Moreover, the “detection line” needs to have a sugar chain-binding protein immobilized thereon, the protein being a molecule for capturing a sugar chain-recognizing molecule. The immobilization method is not particularly limited. Examples thereof include methods utilizing physical adsorption, electrostatic interaction, hydrophobic interaction, or a crosslinker. Further, the amount of the sugar chain-binding protein immobilized should be adjusted as appropriate in accordance with the material of the membrane support, the binding to the sugar chain-recognizing molecule, the type of a label of a molecule which recognizes a molecule capable of recognizing a sugar chain to be described later, and so forth. The amount is for example 1 ng to 1 μg.

(Method for Detecting by Immunochromatography Molecule Capable of Recognizing Sugar Chain)
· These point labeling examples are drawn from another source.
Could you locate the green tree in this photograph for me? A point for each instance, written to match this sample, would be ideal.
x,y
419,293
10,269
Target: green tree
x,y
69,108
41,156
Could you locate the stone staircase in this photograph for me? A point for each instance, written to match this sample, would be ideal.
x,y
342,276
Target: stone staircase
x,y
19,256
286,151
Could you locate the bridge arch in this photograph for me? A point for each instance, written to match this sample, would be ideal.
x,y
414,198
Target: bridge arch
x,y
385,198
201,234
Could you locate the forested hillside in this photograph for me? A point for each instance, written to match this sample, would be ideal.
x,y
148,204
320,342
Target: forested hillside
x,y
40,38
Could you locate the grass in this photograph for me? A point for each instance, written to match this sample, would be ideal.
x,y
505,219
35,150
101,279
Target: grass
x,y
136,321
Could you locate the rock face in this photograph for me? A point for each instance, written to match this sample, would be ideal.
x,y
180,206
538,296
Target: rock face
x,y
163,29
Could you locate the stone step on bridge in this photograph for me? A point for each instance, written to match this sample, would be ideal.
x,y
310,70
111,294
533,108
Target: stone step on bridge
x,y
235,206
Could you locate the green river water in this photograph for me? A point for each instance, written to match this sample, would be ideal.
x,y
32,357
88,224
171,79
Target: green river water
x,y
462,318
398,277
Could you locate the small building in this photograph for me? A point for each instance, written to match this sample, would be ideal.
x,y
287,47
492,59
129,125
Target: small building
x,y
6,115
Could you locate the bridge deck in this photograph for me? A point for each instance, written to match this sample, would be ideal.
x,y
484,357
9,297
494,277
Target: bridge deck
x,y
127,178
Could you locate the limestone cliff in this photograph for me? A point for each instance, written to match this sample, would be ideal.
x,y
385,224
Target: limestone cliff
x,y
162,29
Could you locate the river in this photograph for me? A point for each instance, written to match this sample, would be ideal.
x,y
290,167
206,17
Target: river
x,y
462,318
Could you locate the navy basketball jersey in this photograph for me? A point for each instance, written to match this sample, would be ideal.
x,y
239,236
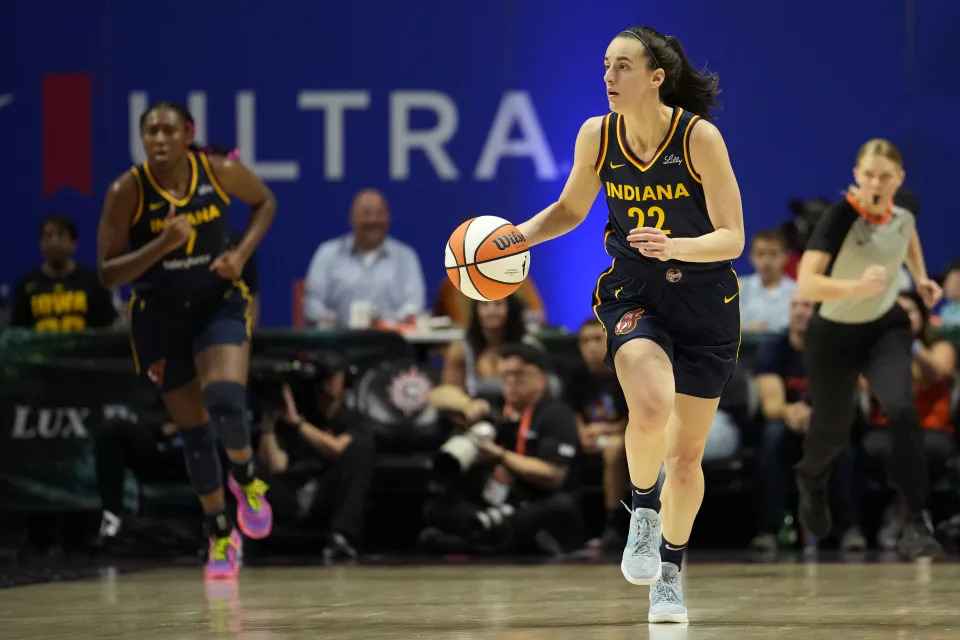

The present invent ion provides a method for detecting by immunochromatography a molecule capable of recognizing a sugar chain, the method comprising:

bringing a test sample into contact with a molecule which is labeled and recognizes a molecule capable of recognizing a sugar chain;

then developing the test sample toward the detection line of the membrane support of the present invention; and

detecting the labeled substance on the detection line.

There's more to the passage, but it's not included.